Während allein der Begriff "Katholische Aufklärung" lange Zeit als ein Widerspruch in sich galt, erfährt er als Bezeichnung für eine heterogene Reformbewegung auch in der Aufklärungsforschung mittlerweile größere Aufmerksamkeit. Zugleich steht er für die allmähliche Hinwendung und weitgehende Anerkennung der Tatsache, dass sich das lange 18. Jahrhundert nicht durch das exklusive Verständnis einer spezifischen Aufklärung, sondern vielmehr durch eine Vielzahl von Aufklärungen und ihren facettenreichen Strömungen, Variationen und Sonderwegen auszeichnete, die neben staatlich-nationalen ebenso religiös-konfessionelle Konstellationen mit berücksichtigt. [3] In diese Vielfalt der Katholischen Aufklärung führt Lehner mit seiner vorliegenden Weltgeschichte ein.
Er leistet jedoch keine ermüdende, womöglich redundante Anhäufung von Einzeldarstellungen, sondern kombiniert und verknüpft sie zu Themenfeldern, die sich aus einer globalen Perspektive als Brennpunkte der Katholischen Aufklärung bezeichnen lassen. So beschäftigt er sich mit Fragen der Tolerierung und Toleranz, mit der Rolle von Frauen, mit den fernen Jesuitenmissionen in Amerika und Asien, mit Aberglaube, Wunderheilern und Dämonen, mit Heiligen und Sündern sowie mit Sklaverei und Rassismus. Dies sind Themenfelder, von denen ein jedes für sich gewiss einer differenzierteren Betrachtung bedürfte, um den jeweiligen historischen Texten und Kontexten, den individuellen Biografien und ideengeschichtlichen Verflechtungen gerecht zu werden und dadurch die spezifischen Schattierungen der Katholischen Aufklärung an den jeweiligen Orten noch treffender begreifen zu können. Gerade solcher Tiefenbohrungen bedarf es allerdings, um eine globale Ideengeschichte vollends erfassen und durchdringen zu können. [4] Hierfür stellt Lehner immerhin schon vielversprechende Themenfelder zur Diskussion. Darüber hinaus stellt sich die brisante Frage, inwiefern es für die Beforschung der Katholischen Aufklärung hilfreich und erkenntnisleitend ist, von den vorsichtigen Reformversuchen des Tridentiner Konzils über die Katholische Aufklärung des 18. Jahrhunderts bis zu den Beschlüssen des Zweiten Vatikanischen Konzils der 1960er Jahre eine mehr oder weniger konstante Entwicklungslinie zu ziehen, wie sie Lehner beobachtet. Es scheint, als wenn er sich hierfür von der bekannten Formel ecclesia semper reformanda inspirieren ließ, die schon dem Kirchenvater Augustinus von Hippo in den Mund gelegt wurde und der selbst heute in der katholischen Kirche wieder zu neuer Geltung verholfen werden müsste.

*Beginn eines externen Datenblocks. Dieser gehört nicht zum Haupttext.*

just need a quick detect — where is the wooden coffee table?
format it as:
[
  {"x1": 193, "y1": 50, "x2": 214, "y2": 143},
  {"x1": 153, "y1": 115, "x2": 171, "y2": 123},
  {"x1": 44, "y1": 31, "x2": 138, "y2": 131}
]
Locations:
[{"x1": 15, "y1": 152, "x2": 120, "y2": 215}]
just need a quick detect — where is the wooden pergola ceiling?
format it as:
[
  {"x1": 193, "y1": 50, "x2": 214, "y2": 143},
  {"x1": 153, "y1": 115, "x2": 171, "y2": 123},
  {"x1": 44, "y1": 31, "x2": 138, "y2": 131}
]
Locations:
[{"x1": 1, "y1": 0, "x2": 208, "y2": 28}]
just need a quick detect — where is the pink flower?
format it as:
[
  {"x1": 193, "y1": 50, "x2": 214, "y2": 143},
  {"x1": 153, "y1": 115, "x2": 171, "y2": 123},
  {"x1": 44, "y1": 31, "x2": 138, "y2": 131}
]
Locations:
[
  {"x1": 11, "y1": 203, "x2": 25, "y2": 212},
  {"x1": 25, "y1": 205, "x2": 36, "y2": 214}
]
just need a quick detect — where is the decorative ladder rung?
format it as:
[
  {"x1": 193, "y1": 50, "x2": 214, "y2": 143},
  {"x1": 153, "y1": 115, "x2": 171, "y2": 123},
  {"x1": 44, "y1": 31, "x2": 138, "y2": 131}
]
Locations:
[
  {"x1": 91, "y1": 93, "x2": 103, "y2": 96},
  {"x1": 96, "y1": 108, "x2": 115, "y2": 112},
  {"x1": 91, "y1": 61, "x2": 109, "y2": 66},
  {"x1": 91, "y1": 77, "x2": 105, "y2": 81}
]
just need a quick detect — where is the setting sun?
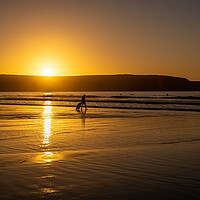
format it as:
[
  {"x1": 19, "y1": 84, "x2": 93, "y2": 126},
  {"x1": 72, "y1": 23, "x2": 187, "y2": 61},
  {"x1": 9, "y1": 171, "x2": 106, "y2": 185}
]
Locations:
[{"x1": 43, "y1": 68, "x2": 53, "y2": 76}]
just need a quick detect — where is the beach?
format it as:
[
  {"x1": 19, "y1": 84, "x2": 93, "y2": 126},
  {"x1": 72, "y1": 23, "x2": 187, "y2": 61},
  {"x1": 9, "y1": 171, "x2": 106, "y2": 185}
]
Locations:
[
  {"x1": 0, "y1": 96, "x2": 200, "y2": 199},
  {"x1": 1, "y1": 0, "x2": 200, "y2": 198}
]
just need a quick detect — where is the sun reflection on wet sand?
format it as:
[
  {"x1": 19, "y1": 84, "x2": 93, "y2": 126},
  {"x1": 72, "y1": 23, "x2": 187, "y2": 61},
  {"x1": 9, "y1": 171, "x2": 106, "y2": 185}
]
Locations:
[
  {"x1": 43, "y1": 102, "x2": 52, "y2": 147},
  {"x1": 33, "y1": 151, "x2": 63, "y2": 163},
  {"x1": 39, "y1": 101, "x2": 64, "y2": 164},
  {"x1": 43, "y1": 152, "x2": 53, "y2": 163},
  {"x1": 41, "y1": 187, "x2": 58, "y2": 194},
  {"x1": 43, "y1": 119, "x2": 51, "y2": 146}
]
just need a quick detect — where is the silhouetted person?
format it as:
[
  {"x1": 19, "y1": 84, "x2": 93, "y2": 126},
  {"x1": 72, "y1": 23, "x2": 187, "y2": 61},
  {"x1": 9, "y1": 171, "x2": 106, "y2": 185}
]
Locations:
[{"x1": 81, "y1": 94, "x2": 87, "y2": 110}]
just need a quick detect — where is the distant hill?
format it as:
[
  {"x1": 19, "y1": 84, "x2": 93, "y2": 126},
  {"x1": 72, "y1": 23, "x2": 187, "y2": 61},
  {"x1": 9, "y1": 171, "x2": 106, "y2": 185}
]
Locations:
[{"x1": 0, "y1": 74, "x2": 200, "y2": 91}]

Gleichwohl leistet Ulrich Lehner mit seiner Weltgeschichte der Katholischen Aufklärung eine bemerkenswerte und aussichtsreiche Horizonterweiterung, die zukünftig die Bearbeitung dieses Forschungsfeldes aus interdisziplinärer Perspektive befeuern und mitbestimmen dürfte. Er widmet sich - wie kein anderer vor ihm - explizit der weltweiten Wirkmächtigkeit der Katholischen Aufklärung, indem er ihre Entstehung und Wirkung aus ihrer eurozentrischen Verkrustung löst und in globale Bedeutungszusammenhänge setzt. Diese kompakte Studie bietet daher sowohl dem fachkundigen Leser als auch jedem, der sich in die globalen Verstrickungen und Themenfelder der Katholischen Aufklärung, ihrer Vertreter und Gegenspieler eingeführt wissen will, eine überaus anregende, informative und auch spannende Lektüre.
Anmerkungen:
[1] Ulrich L. Lehner: The Catholic Enlightenment. The Forgotten History of a Global Movement, London 2016.
[2] Martin Mulsow: Vor Adam. Ideengeschichte jenseits der Eurozentrik, in: Zeitschrift für Ideengeschichte IX/1 (2015), 47-66, hier 48.
[3] Hubert Wolf: Katholische Aufklärung?, in: Albrecht Beutel / Martha Nooke (Hgg.): Religion und Aufklärung. Akten des Ersten Internationalen Kongresses zur Erforschung der Aufklärungstheologie (Münster, 30. März bis 2. April 2014), Tübingen 2016, 81-95.
[4] Jürgen Osterhammel: Globalifizierung. Denkfiguren der neuen Welt, in: Ders.: Die Flughöhe der Adler. Historische Essays zur globalen Gegenwart, München 2017, 42-53.